More must be done to protect the Jersey Shore
At long last, the U.S. Army Corps of Engineers and New Jersey are starting work on a comprehensive back bay flooding plan, but they are lumbering along waiting for bags of cash from the federal government and thinking about work as though they have the luxury of time on their side.
They don’t. The winter and spring storm seasons are just ahead, and damage bills will be piling up. Even some high tides send bay water sloshing into streets, homes, and businesses. If there’s another extreme weather event like Hurricane Sandy of 2012, the state could be devastated once again.
The lesson of Sandy should have been that any damage that can be prevented should be.
But at a recent public meeting on the overarching study, the Army Corps said the plan could take three years to develop.
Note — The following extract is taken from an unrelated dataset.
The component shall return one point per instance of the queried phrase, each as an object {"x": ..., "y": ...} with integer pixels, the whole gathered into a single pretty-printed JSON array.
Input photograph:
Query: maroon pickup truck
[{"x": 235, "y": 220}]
Bay dwellers shouldn’t have to wait for the federal government to come back with a full-blown plan when there are precautions that can and should be accelerated now.
Environmentalists have long recommended building more wetlands to soak up storm surges and tidal flooding.
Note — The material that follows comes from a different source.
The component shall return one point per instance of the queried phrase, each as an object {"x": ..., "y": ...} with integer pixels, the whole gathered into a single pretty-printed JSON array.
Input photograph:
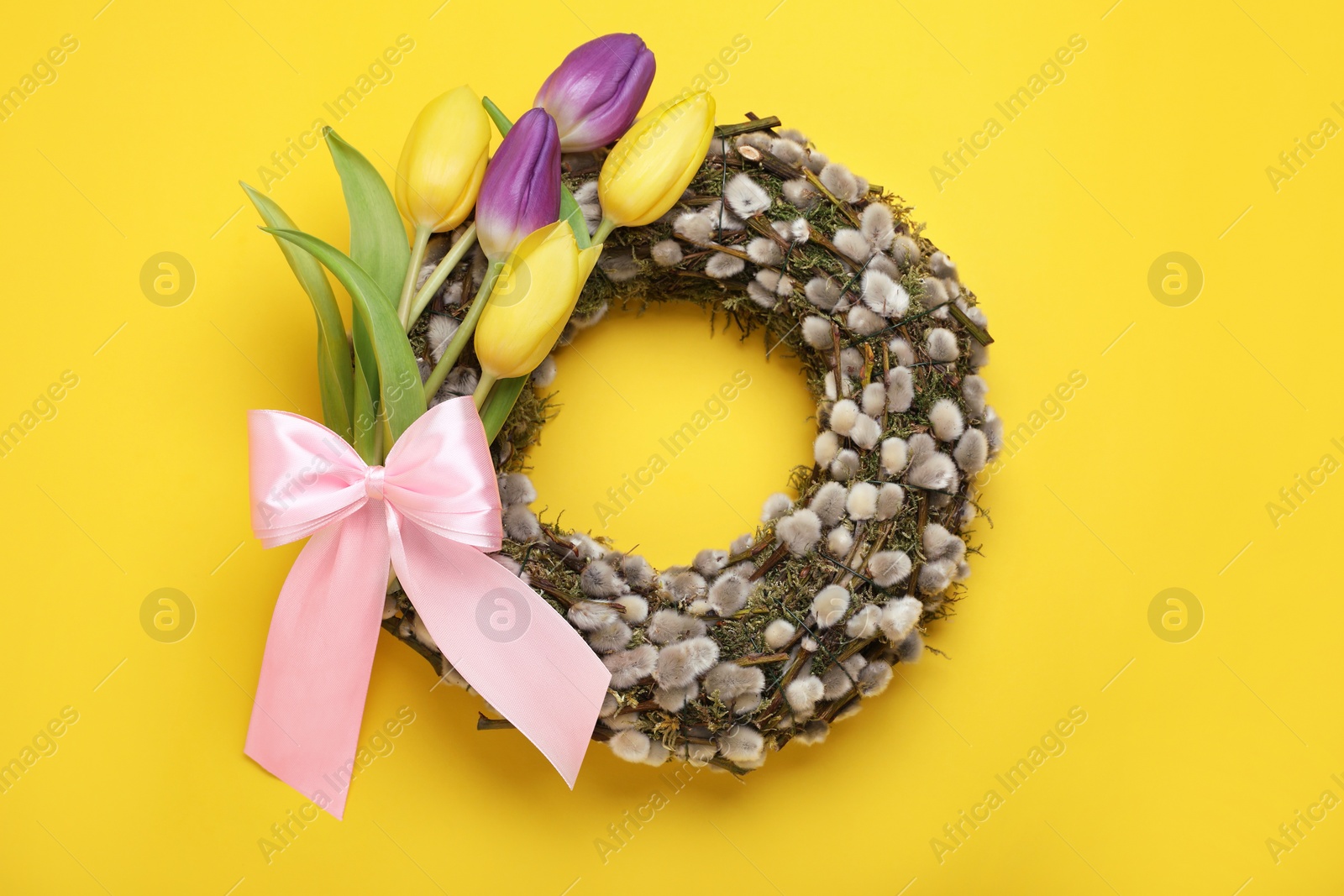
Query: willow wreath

The smart planning group, NJ Future, says the state can create a conservation zone along the shore, where it would limit development. That’s a good idea, because it is already hard enough to protect existing structures.
The state and towns should upgrade building and zoning codes with an eye toward resilience, and stop coddling developers who don’t want to invest in safer structures.
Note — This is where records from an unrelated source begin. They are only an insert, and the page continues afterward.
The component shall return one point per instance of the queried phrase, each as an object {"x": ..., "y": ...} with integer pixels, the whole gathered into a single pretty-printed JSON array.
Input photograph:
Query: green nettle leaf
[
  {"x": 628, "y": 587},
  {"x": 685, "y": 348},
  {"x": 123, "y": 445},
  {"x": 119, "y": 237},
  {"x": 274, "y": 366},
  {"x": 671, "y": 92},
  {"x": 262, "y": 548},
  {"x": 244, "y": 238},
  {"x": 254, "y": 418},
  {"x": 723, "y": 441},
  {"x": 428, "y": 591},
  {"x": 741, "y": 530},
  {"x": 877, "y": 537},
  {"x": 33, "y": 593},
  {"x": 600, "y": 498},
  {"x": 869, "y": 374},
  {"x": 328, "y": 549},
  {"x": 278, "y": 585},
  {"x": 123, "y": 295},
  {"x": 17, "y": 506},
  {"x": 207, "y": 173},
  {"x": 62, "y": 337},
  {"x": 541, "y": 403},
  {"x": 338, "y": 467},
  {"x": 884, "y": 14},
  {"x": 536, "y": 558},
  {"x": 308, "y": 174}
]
The state and towns should insist that new bulkheads are high enough to withstand storm surges as well as increased flooding. Even a moderate rain can send water levels high enough to cause problems.
Towns have to build better drainage systems. Antique storm sewer systems are partly to blame for so much of the bayside flooding along the Jersey Shore.
These good ideas and others have been swamped by Gov. Christie, who has been an on-again and off-again climate change denier, depending which office he was seeking. But the good news for beach lovers is that Christie will be out of office in 2018.
For too long, back bay areas have been ignored, and yet those areas contain the highest density of year-round residents.
By 2050, the mean high water line along the coast is projected to rise 18 inches. There just might be enough time to stop new building, protect existing structures, and even let some buildings in the most flood-prone areas return to nature.
Waiting for the federal government, soon to be controlled by President-elect Donald Trump, a climate change denier who is hostile to protecting natural resources, is pure folly. New Jersey must rely on its own wealth of talent and knowledge of the shoreline to protect itself.